I have a general 3055 with 5.5 gpm and 3000 psi. My question is what do you guys use for a trap hose. I'm working on one currently, and i need to go through a 2" trap and a 3" trap. (separate lines) I have a 3/8 and a 1/4 inch reel but is there something specifically for traps that I can order. Some kind of leader maybe. What do you got?


----------



## SewerRat (Feb 26, 2011)

I got mine from JettersNW. $110, 1/8" x 50'. We use a quick connect and hook it to a pressure washer trigger gun in place of the lance. Check around, they might be cheaper elsewhere.


----------



## Maximumplumbing (Nov 6, 2010)

Is it just a regular 1/8 hose or is there something special about it? What kind of specs are you running with that? I'm asking because I had one guy tell me to go with a 3/16 for flow reasons.


----------



## SewerRat (Feb 26, 2011)

Just regular 1/8" hose AFAIK. Mine is Piranha and is really flexible. With a trap hose you can't really be too worried about flow/pressure specs, you're only gonna get what you're gonna get with 1/8", although 3/16" will obviously give you higher flow. I don't have any experience with 3/16" so IDK how it navigates tight traps but I'm sure it's a bit stiffer.

I think if you just call and order 1/8" nozzles most the time they come drilled for around 2 gpm at about 1500 psi. You can amp up the pressure but once you reach the flow limit of the hose your jet will just bypass whatever won't flow through the hose.

You can get Aqua Mole to custom drill 1/8" nozzles I think.


----------



## rocksteady (Oct 8, 2008)

I have the same hose; 1/8" Piranha and it works fine. I have been meaning to get a cornering nozzle for those stubborn traps.




Paul


----------



## Maximumplumbing (Nov 6, 2010)

I had the guys at general tell me that i shouldn't use anything smaller that 1/4 hose with my jetter. They say it won't let enough flow through and it will damage my pump. What do you guys think about that?


----------



## SewerRat (Feb 26, 2011)

The concept is that the water gets unloaded and recirculated through the pump and starts to build heat. That's what happens when you close the valve with the engine running, and is why you should never let the engine run with no water flowing for more than 15 or 20 seconds, although we all do.

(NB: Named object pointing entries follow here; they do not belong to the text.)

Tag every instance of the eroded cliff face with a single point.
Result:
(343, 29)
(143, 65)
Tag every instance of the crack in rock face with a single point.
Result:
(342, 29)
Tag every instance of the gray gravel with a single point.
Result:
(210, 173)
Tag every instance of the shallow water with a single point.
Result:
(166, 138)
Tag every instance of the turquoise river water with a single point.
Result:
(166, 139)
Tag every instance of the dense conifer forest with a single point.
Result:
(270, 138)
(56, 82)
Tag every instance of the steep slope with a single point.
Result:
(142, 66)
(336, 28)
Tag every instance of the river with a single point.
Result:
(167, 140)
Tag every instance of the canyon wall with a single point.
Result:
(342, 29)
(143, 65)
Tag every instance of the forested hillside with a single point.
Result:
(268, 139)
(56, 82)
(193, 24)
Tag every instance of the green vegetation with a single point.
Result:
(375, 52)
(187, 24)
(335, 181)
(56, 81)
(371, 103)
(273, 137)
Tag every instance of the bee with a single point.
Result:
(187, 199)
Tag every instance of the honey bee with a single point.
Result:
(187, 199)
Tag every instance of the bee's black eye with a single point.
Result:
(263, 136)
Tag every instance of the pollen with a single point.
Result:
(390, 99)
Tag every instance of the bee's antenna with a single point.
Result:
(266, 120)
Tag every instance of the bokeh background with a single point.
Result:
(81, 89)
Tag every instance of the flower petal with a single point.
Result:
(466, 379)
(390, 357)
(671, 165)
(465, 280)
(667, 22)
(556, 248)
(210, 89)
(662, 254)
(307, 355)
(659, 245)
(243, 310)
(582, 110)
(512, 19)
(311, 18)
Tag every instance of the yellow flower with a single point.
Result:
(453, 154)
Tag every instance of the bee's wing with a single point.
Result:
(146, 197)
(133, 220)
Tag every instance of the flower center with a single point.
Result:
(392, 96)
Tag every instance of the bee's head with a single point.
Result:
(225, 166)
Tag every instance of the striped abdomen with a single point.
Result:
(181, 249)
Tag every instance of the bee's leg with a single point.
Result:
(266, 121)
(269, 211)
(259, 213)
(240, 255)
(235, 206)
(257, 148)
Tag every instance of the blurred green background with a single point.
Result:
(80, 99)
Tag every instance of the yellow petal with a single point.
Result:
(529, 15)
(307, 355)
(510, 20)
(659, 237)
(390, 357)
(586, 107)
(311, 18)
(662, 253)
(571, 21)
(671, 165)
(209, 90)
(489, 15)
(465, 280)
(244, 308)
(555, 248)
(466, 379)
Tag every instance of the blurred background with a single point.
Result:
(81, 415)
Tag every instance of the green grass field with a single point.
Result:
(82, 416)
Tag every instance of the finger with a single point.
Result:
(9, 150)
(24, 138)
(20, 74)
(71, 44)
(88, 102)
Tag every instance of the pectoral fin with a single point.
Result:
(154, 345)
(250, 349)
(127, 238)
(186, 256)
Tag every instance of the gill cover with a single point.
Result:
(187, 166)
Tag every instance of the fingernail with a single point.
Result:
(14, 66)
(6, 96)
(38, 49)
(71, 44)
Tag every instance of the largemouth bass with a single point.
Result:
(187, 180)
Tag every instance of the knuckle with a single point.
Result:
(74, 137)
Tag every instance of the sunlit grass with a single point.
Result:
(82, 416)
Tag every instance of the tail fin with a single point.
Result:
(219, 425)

Realistically, the pump on a jetter as small as yours only probably holds a few tablespoons of water at a time, so at 2 gpm it should be enough to stay cool. Remember, with that low of flow run the engine at or just above idle so the pump is turning slower. You should be fine.

Another trick is to lengthen the return hose on your unloader. Most machines have a fairly short hose so the minute amount of water in the pump quickly recirculates. If you take that line off and replace it with a fairly long one, and coil the extra up neatly and zip tie it to your jetter somewhere, then there is a lot more volume of water in the line that recirculates and so it takes a lot longer to overheat. Add a high temp relief valve as well if you are worried about it.

If 1/8" works for everybody else it oughta work on a General machine as well, but I'm not paying if your pump blows up. :laughing:


----------



## Maximumplumbing (Nov 6, 2010)

what size fittings or threads are usually on the 1/8 and 3/16 hoses? I'm wondering if i will have to get new nozzles if I take the chance and purchase a smaller hose. What kind of specs are you guys running with these smaller hoses?


----------